Late Spring

Movies Reviews
Late Spring

Original Release Date: 1949
Director: Yasujiro Ozu
Writers: Yasujiro Ozu and Kogo Nodo
Cinematography: Yuharu Atsuta
Starring: Setsuko Hara, Chishu Ryu
Studio info: Criterion, 110 mins.

Ozu’s best film an understated masterpiece

Late Spring—the best film by Japanese master Yasujiro Ozu and one of the greatest films ever made—is finally available on DVD. It’s the story of a widowed father and his daughter, played by two of Ozu’s favorite actors, Chishu Ryu and Setsuko Hara, and—like many of Ozu’s films—it’s deeply affecting even though it completely lacks the elements that drive most tear-jerkers: villains and stupidity.

No, this movie is about good souls trying to balance their own needs with those of the people they care about. Hara plays a woman of marrying age in post-war Japan who is content to stay home and care for her aging father instead of setting out on her own. But her father worries that, in her late spring, she is throwing her life away. As he tries to convince her of this, the story unfolds in the grey areas between guilt and responsibility, between self-sacrifice and personal worth.
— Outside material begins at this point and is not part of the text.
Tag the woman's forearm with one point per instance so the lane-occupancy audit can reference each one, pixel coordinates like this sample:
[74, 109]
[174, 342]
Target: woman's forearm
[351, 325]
Ozu’s patient camera picks up the tender performances so clearly that I find myself watching every understated facial expression for clues that explain this very foreign family dynamic. Many Westerners are intimately familiar with the career and family themes Ozu explores in Tokyo Story, his best-known film. But few 21st-century Americans have felt the kind of conflict that the daughter in Late Spring feels, which makes the film all the more remarkable for bridging this cultural gap and grabbing hold of us anyway.

As director and Ozu fan Jim Jarmusch says in his film Ghost Dog: The Way of the Samurai, “the end is important in all things.” It’s a quote from Hagakure, a samurai instruction book, but this observation surely applies to movies. Late Spring ends with a simple, everyday act-someone peeling a piece of fruit—but by the time it gets there Ozu has so completely earned our attention, respect and emotional involvement that this simple act never fails to leave a lump in the throat. It’s an ending without words—Ozu knew we wouldn’t need any.